Here's another chapter for my latest blog saga (Chapter 1 and Chapter 2 are also available). With any luck, this will be the final chapter, and we'll have a nice trilogy to remember.
First off, don't worry, US Postal Service, I'm done knocking you down... for now. Although you silly blunderers managed to mangle my home address, even though I relaied it propperly to "The Shipper", who was able to produce it for me in it's full and correct form.
So customs, nonsensical pricks that they are, held my package for an arbitrary number of days. Then the local Post Service did their number. I really shouldn't knock on them too hard, not only because I find them kind of brittle but also because, within the confines of idiocy, they did rather alright... in a way... a very narrow, twisted way, mind you.
So the address the USPS dispatched my package to could have been any of two flats out of the four on my floor, sixteen on my building and more than I care to count on the whole. All in all, could have been a lot worse, even more so considering one of the two flats they narrowed it down to, by mangling my address, actually is the right one. Enter the mailman (or should I say the mailperson, in case it happens to be a lady doing this route? Oh, like anyone on this blog - including you - bloody cares about politically correctness).
So the mailperson was left with the decision of picking one of two adjacent mailboxes to put the delivery attempt notice (not actually attempt to deliver. That would have been much too troublesome) in. Considering their job consists of merely reading addresses and putting letters and postcards on the apropriate box, a decision must have been quite the thrill. I imagine this meek employe(e) of the almighty entity we refer so merely as The State would have had the need to take a deep breath and lie in the shade for a while before continuing on to the next block. Actually I really shouldn't be so mean to the mailmen and mailwomen out there, more often than not they seem to be really kind and competent people, even though this one made quite a blunder, IMO. Regardless, I've a bit of bile to spew.
Needless to say, they put the slip on the wrong box. Now why should I be angry at this? It was an honest mistake, Shark. You cold have done that, you'll say. Well, not quite. See, my neighbours, who got a misplaced delivery slip, weren't the only ones to recieve correspondance that day. I myself got some, a letter, addressed to me personally, not merely "Resident" or any such non-descript nonsense. So, faced with decision, should this mailperson have put the slip for a package addressed to an "Arabian Shark" on the same mailbox as the other letter, addressed to Arabian Shark, which is one of two likely possibilities for the right mailbox for the slip, or assume a different Arabian Shark lives next door to the Arabian Shark who recieved the first letter? "Oh, heck, Arabian Shark is such a common name... I'd swear at least three cousins of mine and two of my wife's have "Arabian" as their first names and most people in the village my father was born had "Shark" for their last name" is not a sentence you hear very often.

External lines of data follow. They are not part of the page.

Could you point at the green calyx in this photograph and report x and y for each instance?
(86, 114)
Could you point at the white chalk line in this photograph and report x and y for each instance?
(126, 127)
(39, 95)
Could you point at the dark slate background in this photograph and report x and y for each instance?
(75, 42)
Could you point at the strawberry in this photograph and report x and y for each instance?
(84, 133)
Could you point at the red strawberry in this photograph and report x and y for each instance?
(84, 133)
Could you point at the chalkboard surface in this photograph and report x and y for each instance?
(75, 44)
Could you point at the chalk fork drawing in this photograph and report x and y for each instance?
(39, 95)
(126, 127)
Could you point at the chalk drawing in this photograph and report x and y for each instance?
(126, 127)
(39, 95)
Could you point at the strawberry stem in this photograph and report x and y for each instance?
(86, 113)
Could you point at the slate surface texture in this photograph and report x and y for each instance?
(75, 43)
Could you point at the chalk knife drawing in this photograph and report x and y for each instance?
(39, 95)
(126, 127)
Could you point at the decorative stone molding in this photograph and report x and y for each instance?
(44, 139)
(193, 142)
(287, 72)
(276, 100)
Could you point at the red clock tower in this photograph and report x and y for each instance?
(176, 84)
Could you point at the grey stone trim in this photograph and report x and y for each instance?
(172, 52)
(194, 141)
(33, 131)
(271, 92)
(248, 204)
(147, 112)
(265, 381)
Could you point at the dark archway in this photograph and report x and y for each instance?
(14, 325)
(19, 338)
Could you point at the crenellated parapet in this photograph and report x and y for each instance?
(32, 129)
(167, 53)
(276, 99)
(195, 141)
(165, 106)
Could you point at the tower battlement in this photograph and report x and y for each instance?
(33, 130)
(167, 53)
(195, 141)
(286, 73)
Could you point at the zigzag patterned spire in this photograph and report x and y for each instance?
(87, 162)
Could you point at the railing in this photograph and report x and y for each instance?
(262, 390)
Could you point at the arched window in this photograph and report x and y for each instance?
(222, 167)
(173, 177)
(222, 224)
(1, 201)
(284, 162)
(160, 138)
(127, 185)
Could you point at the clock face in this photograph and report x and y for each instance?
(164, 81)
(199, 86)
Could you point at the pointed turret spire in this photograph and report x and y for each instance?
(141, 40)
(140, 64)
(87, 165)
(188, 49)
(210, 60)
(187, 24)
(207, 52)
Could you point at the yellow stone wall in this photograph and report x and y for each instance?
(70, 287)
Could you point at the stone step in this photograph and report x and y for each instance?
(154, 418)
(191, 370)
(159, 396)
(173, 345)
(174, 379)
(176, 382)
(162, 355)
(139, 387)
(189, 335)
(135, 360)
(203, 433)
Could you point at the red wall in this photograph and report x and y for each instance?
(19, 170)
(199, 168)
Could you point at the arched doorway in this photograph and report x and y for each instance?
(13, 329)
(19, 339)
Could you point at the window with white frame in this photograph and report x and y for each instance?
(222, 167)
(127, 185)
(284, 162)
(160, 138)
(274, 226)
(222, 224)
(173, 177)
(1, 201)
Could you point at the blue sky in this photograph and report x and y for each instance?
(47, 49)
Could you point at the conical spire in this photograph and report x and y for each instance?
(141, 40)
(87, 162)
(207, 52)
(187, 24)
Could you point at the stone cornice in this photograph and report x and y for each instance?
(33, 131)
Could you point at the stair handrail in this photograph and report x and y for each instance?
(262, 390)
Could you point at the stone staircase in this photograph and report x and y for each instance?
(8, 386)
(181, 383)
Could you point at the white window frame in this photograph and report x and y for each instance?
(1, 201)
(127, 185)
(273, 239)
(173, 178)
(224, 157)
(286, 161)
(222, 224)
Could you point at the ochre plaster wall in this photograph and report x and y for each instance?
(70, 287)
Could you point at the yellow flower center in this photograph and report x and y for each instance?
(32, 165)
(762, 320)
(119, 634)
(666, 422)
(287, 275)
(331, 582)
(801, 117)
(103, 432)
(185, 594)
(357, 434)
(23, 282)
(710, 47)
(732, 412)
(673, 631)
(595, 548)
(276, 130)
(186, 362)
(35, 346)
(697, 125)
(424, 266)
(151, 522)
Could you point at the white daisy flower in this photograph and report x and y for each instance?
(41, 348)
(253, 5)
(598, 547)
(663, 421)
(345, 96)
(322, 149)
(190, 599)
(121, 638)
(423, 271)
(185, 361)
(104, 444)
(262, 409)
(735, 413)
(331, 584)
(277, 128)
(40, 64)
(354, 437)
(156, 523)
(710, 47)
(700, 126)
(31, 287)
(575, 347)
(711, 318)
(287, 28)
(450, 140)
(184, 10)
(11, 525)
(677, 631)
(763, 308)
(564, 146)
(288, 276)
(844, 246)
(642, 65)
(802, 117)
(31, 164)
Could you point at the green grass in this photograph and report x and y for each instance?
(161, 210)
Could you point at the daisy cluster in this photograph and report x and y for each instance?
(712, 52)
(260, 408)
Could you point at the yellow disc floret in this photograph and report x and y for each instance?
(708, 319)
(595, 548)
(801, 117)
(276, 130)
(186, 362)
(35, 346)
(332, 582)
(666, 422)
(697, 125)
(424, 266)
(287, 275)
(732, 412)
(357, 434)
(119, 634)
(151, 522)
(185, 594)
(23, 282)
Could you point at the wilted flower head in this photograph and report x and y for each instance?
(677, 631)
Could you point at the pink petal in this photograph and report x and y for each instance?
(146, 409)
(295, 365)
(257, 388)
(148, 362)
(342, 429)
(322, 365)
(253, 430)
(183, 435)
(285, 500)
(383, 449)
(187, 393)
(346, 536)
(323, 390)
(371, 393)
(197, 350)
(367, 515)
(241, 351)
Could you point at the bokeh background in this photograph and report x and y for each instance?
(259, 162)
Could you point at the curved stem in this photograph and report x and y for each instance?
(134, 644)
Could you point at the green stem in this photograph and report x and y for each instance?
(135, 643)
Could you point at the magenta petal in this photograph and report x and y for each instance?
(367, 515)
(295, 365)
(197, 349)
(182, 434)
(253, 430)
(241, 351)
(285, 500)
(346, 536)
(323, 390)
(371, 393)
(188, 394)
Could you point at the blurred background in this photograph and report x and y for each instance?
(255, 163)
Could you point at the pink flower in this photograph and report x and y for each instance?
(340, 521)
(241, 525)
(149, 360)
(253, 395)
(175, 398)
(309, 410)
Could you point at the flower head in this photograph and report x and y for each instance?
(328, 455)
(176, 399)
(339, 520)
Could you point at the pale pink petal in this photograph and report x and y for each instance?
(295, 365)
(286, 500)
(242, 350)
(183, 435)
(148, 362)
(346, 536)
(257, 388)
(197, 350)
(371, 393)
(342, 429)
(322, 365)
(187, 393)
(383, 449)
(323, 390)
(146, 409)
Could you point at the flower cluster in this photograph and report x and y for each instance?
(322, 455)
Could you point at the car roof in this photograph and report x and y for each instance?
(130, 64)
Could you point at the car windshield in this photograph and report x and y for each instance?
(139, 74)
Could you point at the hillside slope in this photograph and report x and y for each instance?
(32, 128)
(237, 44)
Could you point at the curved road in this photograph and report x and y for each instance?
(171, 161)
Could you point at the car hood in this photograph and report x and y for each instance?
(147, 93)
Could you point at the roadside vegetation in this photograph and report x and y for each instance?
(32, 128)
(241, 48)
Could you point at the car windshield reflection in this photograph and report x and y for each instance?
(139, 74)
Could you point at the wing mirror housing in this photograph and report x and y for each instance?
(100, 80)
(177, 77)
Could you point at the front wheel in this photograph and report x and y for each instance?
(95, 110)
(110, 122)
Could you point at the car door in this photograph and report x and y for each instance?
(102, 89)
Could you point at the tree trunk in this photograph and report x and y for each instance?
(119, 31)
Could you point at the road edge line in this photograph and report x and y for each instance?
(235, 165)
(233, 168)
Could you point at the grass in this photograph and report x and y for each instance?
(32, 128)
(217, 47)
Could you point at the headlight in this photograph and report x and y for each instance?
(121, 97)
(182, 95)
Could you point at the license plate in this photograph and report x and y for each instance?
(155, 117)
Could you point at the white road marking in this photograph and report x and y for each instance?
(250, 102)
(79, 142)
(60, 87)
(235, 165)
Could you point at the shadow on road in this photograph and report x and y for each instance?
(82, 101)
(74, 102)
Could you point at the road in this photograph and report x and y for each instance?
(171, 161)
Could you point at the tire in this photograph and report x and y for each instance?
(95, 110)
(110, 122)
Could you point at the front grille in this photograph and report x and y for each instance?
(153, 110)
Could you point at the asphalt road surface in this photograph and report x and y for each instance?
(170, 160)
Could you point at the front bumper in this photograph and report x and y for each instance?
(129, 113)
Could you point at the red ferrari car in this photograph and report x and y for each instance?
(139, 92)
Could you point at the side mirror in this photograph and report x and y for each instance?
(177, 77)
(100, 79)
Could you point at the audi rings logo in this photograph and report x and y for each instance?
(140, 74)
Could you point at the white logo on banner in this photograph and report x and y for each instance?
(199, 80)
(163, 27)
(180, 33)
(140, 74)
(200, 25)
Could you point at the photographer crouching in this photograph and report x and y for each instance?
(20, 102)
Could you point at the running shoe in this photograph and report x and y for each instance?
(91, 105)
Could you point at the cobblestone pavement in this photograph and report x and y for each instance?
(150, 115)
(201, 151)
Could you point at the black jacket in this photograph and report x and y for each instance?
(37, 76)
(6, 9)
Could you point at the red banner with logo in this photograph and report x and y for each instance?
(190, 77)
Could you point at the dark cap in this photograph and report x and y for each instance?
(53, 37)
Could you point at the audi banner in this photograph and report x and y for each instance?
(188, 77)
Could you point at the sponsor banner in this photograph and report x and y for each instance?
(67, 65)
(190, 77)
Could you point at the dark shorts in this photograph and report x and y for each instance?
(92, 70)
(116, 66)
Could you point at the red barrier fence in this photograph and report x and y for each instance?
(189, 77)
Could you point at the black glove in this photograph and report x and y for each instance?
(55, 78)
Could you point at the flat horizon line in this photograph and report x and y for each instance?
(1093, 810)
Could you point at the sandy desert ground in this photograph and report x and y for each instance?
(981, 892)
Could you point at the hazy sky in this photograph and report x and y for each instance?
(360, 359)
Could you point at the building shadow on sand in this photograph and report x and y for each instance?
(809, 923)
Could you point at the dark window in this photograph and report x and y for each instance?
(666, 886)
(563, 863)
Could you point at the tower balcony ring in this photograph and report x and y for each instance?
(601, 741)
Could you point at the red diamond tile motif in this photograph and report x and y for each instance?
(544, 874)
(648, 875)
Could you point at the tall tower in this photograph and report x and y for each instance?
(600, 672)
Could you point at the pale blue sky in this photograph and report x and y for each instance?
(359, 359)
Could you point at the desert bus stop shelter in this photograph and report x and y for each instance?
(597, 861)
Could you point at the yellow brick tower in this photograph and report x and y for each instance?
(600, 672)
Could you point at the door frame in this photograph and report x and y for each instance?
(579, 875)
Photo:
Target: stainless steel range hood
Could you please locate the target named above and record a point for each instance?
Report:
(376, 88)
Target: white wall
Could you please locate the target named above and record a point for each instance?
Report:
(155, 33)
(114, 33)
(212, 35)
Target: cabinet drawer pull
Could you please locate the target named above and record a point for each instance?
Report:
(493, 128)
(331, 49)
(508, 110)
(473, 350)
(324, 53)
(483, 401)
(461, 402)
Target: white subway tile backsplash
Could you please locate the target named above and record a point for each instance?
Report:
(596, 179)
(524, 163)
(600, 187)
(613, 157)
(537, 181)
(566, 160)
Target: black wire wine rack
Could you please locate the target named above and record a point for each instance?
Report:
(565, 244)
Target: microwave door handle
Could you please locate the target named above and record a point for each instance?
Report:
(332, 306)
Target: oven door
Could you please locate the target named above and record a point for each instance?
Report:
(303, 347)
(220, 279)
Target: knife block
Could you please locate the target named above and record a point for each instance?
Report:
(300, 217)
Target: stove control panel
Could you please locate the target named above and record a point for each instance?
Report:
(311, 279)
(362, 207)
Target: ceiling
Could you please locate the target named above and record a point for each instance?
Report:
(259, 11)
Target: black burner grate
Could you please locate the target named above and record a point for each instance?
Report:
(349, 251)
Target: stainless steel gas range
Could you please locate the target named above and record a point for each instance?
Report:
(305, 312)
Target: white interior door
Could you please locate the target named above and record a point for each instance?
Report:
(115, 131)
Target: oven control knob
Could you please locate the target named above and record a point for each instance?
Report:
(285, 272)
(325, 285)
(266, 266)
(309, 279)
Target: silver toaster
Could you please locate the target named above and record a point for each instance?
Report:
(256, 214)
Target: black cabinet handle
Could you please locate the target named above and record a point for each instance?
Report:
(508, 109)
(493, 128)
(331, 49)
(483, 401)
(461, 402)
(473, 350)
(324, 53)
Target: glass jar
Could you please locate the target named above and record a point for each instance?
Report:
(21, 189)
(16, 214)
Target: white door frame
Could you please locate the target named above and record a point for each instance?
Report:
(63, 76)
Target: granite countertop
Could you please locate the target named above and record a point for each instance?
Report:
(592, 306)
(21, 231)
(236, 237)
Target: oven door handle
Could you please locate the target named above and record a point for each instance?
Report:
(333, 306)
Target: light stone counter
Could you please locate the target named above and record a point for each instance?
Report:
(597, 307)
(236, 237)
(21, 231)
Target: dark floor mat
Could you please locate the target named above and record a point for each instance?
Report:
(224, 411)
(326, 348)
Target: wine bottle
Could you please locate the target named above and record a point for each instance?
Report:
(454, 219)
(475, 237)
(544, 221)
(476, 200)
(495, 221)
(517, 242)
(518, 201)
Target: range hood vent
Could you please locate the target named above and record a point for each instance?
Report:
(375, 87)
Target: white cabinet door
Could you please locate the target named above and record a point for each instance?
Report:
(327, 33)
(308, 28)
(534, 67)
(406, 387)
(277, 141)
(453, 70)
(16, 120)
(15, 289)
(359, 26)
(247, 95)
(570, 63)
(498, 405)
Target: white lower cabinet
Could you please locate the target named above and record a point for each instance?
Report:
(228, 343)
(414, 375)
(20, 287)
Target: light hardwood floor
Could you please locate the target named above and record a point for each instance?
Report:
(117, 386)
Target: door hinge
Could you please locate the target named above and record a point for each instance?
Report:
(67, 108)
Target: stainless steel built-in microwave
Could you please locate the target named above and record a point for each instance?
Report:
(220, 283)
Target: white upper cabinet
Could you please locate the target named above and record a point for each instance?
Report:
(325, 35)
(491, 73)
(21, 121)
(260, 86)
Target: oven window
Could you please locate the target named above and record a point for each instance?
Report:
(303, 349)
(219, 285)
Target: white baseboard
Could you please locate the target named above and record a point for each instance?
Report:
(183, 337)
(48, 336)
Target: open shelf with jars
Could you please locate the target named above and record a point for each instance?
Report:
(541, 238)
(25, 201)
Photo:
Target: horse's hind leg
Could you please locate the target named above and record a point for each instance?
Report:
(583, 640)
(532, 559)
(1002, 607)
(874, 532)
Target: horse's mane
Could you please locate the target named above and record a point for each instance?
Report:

So, alright, my name is not Arabian V. Shark, but it's still fairly uncommon, or at least uncommon enough that you don't mistake it for the name of some shrill-voiced, over-excitable, ever-screaming girl the likes of the ones who recieved my slip on Thursday. So, as it would happen, they didn't notice they had recieved a slip by mistake until Friday, and I don't blame them (for that), and when I noticed it, still on Friday, the Post Office was closed for the weekend, meaning I still don't have my package. But at least now I'll be able to get it on Monday... today, that is.
Pax vobiscum atque vale.
ArabianShark will be required to pay tariffs amounting to less than a fourth of the item's value, even though he's once had to pay nearly three times an item's worth in tariffs alone. Now someone please try to convince me tariffs aren't just some scam "The Man" came up with to arbitrarily bleed out private citizens of their hard-earned finance and punish them for wanting more than their lame country is able to provide.